Be aware about the out-of-memory killer

Be aware about the out-of-memory killer

One of the most important things for applications is stability. There are various hosting platforms that give you virtual servers, where you can run multiple services. There is no limit to the number of processes so it is up to you how much of their resources will be used. However, exceeding all available RAM memory can result in poor stability or even a server crash. This article gives you some basic knowledge about the out-of-memory system state.

OOM is a state where there is no memory available for the system. In such a situation, Kernel will invoke oom-killer to choose and sacrifice some processes, to free up the memory. It may force-kill your puma webservers, sidekiq workers or database.

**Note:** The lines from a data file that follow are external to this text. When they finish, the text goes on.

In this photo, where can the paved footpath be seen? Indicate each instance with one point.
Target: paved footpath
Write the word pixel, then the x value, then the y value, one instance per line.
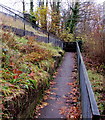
pixel 59 90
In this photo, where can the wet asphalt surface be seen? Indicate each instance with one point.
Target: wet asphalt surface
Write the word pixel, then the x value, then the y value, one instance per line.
pixel 59 90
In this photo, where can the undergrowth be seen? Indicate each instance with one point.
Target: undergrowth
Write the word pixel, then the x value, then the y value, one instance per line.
pixel 26 63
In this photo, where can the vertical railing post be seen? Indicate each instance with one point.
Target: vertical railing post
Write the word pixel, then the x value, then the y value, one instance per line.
pixel 48 38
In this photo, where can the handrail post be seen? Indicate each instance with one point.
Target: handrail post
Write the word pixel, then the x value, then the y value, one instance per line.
pixel 89 105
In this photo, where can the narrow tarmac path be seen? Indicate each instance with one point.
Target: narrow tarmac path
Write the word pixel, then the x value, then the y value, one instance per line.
pixel 60 89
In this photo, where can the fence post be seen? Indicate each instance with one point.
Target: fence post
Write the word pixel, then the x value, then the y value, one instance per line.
pixel 48 37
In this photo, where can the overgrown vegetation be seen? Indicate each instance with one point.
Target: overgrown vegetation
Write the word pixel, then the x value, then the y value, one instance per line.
pixel 17 23
pixel 25 64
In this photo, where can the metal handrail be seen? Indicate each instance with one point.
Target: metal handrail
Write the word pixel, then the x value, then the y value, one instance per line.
pixel 88 102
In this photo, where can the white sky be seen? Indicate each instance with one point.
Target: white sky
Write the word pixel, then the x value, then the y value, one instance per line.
pixel 17 4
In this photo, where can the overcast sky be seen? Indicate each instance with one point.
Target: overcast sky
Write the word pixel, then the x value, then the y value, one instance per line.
pixel 17 4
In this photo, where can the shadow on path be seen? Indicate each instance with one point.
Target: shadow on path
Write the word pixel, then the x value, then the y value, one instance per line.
pixel 60 89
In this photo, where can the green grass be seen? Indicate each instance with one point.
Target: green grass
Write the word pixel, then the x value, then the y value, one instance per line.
pixel 25 62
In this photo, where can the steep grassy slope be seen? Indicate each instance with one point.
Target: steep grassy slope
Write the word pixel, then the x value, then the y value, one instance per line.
pixel 26 65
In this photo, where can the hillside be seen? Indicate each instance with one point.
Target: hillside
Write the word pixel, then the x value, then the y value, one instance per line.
pixel 26 65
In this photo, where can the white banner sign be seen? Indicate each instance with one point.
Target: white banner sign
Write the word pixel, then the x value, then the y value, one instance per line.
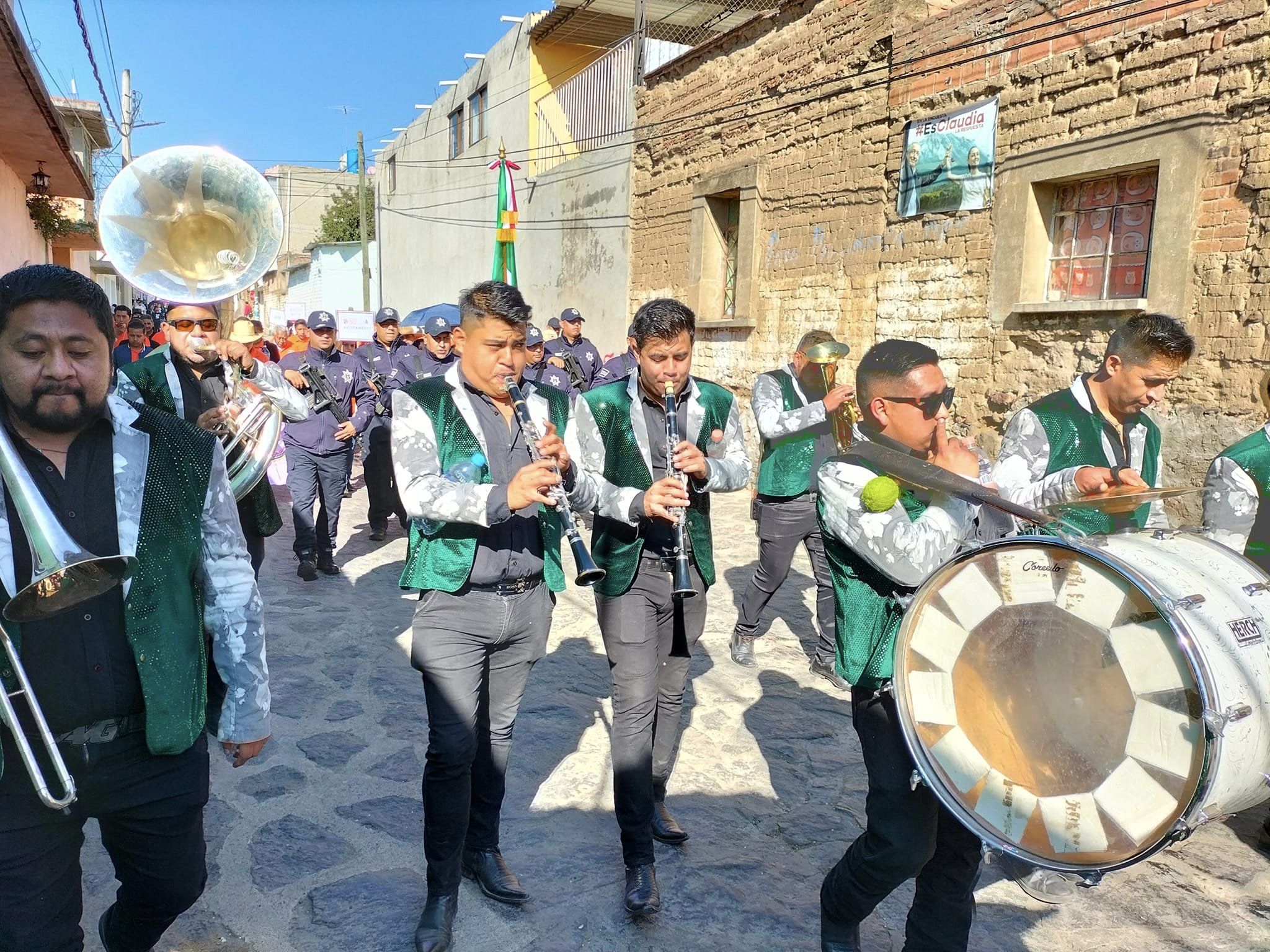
pixel 355 325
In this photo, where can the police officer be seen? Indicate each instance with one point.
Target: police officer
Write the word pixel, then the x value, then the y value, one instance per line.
pixel 536 367
pixel 318 447
pixel 571 342
pixel 388 364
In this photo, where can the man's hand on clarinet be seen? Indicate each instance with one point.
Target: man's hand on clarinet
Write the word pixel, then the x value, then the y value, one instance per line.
pixel 530 484
pixel 665 495
pixel 244 752
pixel 553 446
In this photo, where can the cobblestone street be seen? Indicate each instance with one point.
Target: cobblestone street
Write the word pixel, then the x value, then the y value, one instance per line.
pixel 316 845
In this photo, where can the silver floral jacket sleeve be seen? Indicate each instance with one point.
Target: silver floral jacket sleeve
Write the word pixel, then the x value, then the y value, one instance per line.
pixel 587 451
pixel 905 550
pixel 233 614
pixel 1231 501
pixel 269 377
pixel 728 464
pixel 774 420
pixel 1020 471
pixel 426 493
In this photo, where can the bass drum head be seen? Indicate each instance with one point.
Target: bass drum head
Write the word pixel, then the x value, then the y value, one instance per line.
pixel 1049 706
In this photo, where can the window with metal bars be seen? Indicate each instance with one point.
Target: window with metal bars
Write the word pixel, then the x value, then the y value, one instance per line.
pixel 1100 238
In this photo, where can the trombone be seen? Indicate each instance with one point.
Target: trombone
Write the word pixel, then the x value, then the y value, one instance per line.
pixel 63 574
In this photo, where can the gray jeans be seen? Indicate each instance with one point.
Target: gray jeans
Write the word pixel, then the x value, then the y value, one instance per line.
pixel 783 526
pixel 639 630
pixel 475 650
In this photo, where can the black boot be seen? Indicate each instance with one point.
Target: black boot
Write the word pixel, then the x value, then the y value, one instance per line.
pixel 642 895
pixel 666 828
pixel 436 928
pixel 492 874
pixel 838 937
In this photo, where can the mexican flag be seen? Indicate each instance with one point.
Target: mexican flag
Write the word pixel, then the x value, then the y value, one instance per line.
pixel 505 220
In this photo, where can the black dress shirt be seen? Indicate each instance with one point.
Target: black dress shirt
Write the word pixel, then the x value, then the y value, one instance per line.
pixel 81 663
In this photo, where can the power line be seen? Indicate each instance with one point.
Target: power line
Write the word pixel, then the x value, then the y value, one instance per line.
pixel 92 60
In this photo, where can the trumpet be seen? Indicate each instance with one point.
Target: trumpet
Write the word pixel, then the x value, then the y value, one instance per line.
pixel 588 573
pixel 61 576
pixel 681 584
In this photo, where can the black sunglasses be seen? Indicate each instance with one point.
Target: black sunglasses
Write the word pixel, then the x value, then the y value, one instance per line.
pixel 931 404
pixel 207 324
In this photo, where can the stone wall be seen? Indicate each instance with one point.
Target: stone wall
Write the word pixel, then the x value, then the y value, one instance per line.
pixel 817 97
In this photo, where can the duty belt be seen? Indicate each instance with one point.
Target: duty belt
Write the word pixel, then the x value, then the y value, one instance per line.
pixel 103 731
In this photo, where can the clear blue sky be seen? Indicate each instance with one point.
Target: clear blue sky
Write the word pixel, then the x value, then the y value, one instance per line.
pixel 260 77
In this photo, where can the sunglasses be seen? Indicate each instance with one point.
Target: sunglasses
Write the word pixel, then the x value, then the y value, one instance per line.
pixel 187 325
pixel 931 404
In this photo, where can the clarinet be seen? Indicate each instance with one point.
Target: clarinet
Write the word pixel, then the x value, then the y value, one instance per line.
pixel 588 573
pixel 682 580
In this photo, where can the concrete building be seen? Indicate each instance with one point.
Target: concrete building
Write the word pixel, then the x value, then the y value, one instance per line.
pixel 32 138
pixel 557 90
pixel 775 208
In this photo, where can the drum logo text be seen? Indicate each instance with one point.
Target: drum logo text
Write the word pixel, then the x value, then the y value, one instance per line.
pixel 1246 631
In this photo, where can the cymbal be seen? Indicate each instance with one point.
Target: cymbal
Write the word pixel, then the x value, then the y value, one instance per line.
pixel 1121 500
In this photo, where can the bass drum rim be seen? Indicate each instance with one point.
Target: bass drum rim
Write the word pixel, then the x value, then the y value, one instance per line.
pixel 928 772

The server stopped reporting stats to NewRelic at around 11:41. Memory usage (RAM and SWAP) exceeded all server resources and oom-killer killed NewRelic daemon, and other processes, to free up the memory.

root@i-10-255-3-105[staging]:~# grep -i kill /var/log/syslog
Jun 17 11:41:37 i-10-255-3-105 kernel: [54493.290148] ruby invoked oom-killer: gfp_mask=0x201da, order=0, oom_score_adj=0
[...]
Jun 17 11:41:41 i-10-255-3-105 kernel: [54498.831237] Out of memory: Kill process 32236 (ruby) score 912 or sacrifice child
Jun 17 11:41:41 i-10-255-3-105 kernel: [54498.831894] Killed process 32236 (ruby) total-vm:209732kB, anon-rss:921340kB, file-rss:0kB
[...]

OOM Score

There are various factors taken into consideration for calculating the priority for killing a given process. One of them is oom score adjustment. The user can adjust the priority by using a special file placed in process information pseudo-filesystem called /proc

# set the highest priority
echo 1000 > /proc/[PID]/oom_score_adj

# set the lowest priority
echo -1000 > /proc/[PID]/oom_score_adj

The highest priority means that the particular process will always be marked for killing in the case of an out-of-memory state. However, the process with the lowest priority will only be killed if there are no other processes with a higher score. oom_score_adj can be used as one factor for calculating the oom_score, which is used by oom-killer as a final score.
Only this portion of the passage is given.